If you would prefer to listen to the podcast, head to PublisherLab.org or watch it on YouTube.

The digital publishing news cycle appeared to have experienced a slight slowdown, as the initial excitement surrounding AI developments still lingers but has become more normalized. The enthusiasm has waned partly due to government concerns regarding AI, particularly among businesses like Bard and ChatGPT. Many are now adopting a more cautious approach, eagerly awaiting potential regulations before diving deeper into AI-related endeavors.

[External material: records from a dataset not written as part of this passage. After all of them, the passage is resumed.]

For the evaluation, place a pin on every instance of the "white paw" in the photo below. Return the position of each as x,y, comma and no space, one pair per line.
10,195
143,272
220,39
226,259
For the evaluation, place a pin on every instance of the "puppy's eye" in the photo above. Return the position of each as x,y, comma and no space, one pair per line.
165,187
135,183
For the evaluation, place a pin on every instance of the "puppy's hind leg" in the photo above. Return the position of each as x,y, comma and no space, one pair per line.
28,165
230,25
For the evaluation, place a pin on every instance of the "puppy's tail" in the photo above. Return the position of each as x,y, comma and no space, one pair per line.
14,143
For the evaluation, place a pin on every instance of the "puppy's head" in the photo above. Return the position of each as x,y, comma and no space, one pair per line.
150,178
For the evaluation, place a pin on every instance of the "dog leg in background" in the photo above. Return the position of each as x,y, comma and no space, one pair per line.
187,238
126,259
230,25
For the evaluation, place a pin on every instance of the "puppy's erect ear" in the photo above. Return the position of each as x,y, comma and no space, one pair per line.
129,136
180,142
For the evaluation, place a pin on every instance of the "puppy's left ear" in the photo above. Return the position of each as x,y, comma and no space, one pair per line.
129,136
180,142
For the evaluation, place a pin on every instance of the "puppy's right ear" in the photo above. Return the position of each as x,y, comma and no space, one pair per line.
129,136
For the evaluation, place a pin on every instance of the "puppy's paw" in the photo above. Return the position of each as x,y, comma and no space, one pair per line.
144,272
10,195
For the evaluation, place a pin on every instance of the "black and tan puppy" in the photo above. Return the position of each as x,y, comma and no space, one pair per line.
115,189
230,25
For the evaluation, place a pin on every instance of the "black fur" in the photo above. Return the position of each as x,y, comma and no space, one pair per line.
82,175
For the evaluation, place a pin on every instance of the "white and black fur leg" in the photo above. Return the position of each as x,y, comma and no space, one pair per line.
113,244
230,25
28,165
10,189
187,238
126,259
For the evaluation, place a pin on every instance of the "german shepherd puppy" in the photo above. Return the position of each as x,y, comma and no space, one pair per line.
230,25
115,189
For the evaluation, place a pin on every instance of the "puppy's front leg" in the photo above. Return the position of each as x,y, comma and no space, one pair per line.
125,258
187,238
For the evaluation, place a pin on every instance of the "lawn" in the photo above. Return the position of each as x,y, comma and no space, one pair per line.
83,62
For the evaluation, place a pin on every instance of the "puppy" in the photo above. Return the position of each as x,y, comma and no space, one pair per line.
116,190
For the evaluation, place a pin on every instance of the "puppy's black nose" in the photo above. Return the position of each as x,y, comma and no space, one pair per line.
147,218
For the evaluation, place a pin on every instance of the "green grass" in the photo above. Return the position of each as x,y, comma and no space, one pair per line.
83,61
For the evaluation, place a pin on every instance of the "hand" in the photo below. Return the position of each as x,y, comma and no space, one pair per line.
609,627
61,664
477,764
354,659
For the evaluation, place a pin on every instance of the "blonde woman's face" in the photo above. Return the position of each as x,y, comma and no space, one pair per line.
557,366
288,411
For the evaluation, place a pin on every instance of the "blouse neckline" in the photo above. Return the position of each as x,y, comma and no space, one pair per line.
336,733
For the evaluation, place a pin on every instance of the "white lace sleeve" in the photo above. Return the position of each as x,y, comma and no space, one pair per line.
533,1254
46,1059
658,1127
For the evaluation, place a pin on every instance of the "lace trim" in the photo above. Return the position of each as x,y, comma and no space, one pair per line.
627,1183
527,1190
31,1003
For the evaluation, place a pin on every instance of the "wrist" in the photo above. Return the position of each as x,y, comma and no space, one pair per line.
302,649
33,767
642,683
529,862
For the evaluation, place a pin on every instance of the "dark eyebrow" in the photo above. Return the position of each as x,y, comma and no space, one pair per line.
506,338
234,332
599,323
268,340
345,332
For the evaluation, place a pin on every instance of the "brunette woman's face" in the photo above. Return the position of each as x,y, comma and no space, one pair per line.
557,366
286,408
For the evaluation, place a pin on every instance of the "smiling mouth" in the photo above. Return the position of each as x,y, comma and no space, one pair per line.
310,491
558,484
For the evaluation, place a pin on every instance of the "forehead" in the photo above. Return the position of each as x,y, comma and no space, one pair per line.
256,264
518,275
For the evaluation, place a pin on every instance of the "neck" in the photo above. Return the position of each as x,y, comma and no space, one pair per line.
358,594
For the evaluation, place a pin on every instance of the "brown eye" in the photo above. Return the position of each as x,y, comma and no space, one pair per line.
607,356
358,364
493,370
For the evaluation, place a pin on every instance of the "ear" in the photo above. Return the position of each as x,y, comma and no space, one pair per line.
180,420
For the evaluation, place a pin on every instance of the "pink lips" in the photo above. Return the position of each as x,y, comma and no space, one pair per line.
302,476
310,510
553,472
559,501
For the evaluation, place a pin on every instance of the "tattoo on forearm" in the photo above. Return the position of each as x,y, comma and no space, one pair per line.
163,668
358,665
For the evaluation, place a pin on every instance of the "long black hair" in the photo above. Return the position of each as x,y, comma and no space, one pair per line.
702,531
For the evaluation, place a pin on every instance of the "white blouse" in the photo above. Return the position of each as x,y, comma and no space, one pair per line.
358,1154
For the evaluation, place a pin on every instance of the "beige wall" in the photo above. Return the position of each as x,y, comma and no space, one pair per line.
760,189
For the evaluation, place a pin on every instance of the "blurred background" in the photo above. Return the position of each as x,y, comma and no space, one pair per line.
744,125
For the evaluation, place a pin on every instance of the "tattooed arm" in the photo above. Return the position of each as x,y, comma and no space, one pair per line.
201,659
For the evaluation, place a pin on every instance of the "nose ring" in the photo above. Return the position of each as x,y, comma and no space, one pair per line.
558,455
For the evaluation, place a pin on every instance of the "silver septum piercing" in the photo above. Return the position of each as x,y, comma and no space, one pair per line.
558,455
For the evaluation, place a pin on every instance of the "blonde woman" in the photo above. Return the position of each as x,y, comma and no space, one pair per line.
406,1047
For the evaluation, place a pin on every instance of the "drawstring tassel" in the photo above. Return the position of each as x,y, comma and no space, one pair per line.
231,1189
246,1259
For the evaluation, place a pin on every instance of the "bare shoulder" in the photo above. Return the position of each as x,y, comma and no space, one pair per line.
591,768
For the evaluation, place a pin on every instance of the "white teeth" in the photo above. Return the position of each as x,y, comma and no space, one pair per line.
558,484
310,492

The concerns of governments and the general public regarding privacy and security in relation to AI extend beyond sophisticated code-cracking capabilities, focusing more on granting individuals the power equivalent to that of professional penetration hackers. This immediacy of privacy and security issues has prompted individuals and institutions alike to reevaluate their stance on AI. Today’s discussion will revolve around privacy, the emergence of AI being included in everything and recent news about Google being ordered by a regulatory authority to divest part of its ad tech business.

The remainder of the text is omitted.